I'm kinda tired of CPU experts being completely unable to consider the graphics market dynamics properly. If you still don't agree with me, may I suggest rereading what I said until you do?
I think
you're missing a key point: eventually (in, say, ten years), there won't be a "discrete GPU" market. Zero. Integration is *the* dominate trend in computing hardware. Either we'll have big GPUs with a little CPU in the corner (NVIDIA wins), or we'll have big multi-core CPUs with a little GPU logic (Intel wins). My prediction is that for high-end systems you'll include multiple identical copies of these GPU/CPU chips, but we won't have today's "one CPU/one GPU" divide.
Think back to the last time we have such a processor/co-processor support. It wasn't GPUs it was FPUs! The Intel 386 (and other processors of the day) couldn't fit a floating point unit on the chip. So there were separate floating-point co-processors (FPUs). Then, a few generations latter, they could fit a FPU on the CPU, and the FPUs simply went away.
When I say that Intel will take away the mid-range, I'm not talking about the "discrete GPU mid-range". I'm talking about on-chip GPUs taking more and more market share away from discrete GPUs.
Consider the following situation. What if Intel starts including 8 or 16 Larrabee cores in addition to a few bigger x86 cores on *every* chip it sells. Given a reasonable power and area budget, it seems like these chips would have good enough GPU performance. Perhaps it would have half or 1/4th the performance of a discrete GPU. If a system needs more GPU performance, the system could just include two of these chips (dual-socket motherboards are pretty common these days). ATI/AMD will likely follow a similar strategy. In such an environment, I think fewer PC purchasers will be willing to pay as much for a discrete GPU from NVIDIA. Certainly some hard-core gamers will, but not as many. I think such trends favor AMD/ATI and Intel.
Then again, perhaps the desktop market is irrelevant. Maybe the next war will be fought entirely in the mobile and game console space. In such spaces, x86 compatibility is mostly irrelevant. Perhaps some new upstart will come along and push Intel off its thrown by taking over the embedded space. Perhaps this has already happened...
Of course, these markets are even more cost conscious than desktop systems. In many of these systems there isn't even room for two chips (example: Apple's new MacBook Air that uses a special chip from Intel with a smaller package). To push down costs in the game console market, they will also be looking for more integrated solutions. This all goes double for mobile gaming (PSP, gameboy).
Integration is an unstoppable force.
Also, I'm still not sure you fully understand what DirectX does. You DO realize it's just an abstraction layer to the hardware, and as far from a renderer as can be, right?
Umm.. no, I really didn't know that. As you've castigated me for, I really am a multi-CPU guy trying to learn something about GPUs. GPUs and CPUs are on a collision course. I'm trying to figure out how that might play out. As GPUs and CPUs seem to be on this collision course, I think that CPUs guys (such as myself) and GPUs guys (such as those on this board) can learn a lot from each other.

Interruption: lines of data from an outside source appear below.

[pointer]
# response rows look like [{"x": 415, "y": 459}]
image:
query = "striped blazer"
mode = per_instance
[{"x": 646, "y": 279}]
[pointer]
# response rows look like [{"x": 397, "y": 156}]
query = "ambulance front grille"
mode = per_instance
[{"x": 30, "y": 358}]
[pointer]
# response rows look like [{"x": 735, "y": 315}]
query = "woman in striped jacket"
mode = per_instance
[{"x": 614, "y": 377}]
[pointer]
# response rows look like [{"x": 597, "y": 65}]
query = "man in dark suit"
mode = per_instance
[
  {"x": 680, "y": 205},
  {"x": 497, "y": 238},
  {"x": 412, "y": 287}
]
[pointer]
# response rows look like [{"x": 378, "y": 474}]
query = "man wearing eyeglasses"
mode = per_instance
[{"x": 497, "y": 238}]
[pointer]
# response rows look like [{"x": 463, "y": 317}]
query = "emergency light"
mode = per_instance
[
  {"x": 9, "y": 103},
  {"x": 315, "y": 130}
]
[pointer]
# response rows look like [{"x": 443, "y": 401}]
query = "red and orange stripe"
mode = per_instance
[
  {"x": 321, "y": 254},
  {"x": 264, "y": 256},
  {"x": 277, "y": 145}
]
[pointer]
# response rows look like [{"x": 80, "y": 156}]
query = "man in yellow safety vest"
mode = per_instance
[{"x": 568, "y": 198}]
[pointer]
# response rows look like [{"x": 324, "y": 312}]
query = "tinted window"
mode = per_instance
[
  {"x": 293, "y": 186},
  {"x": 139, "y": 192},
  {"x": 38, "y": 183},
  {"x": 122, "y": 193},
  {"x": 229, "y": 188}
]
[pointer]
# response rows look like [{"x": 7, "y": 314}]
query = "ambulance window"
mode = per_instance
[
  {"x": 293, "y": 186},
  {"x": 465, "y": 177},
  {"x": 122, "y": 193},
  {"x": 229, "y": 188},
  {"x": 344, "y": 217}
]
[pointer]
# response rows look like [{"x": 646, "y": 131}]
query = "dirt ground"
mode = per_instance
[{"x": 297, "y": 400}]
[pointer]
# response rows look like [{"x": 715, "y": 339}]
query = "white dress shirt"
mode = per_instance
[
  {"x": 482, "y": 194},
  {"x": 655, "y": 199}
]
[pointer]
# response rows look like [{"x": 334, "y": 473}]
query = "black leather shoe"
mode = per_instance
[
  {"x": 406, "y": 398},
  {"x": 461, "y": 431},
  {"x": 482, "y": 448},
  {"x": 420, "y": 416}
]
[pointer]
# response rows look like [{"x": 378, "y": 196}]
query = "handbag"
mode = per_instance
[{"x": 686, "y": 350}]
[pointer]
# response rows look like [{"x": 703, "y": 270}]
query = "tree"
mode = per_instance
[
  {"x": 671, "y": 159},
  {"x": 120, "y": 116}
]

As for fine-grain synchronization, certainly that won't work in DirectX - but depending on your definition, that's supported in CUDA in a perfectly good way.
I know a bit about CUDA, but my impression was that thread-to-thread synchronization (such as using locks) was still significantly more expensive than it would be on a multi-core CPU. Is that not the case? I do know that the GPUs have some support for fast barriers that coordinate many threads, which gives GPUs the edge on that sort of thing. But I was under the impression that even finer grain synchronization was expensive (or even really hard to express). Of course, graphics hardware is changing quickly enough, this might no longer be the case.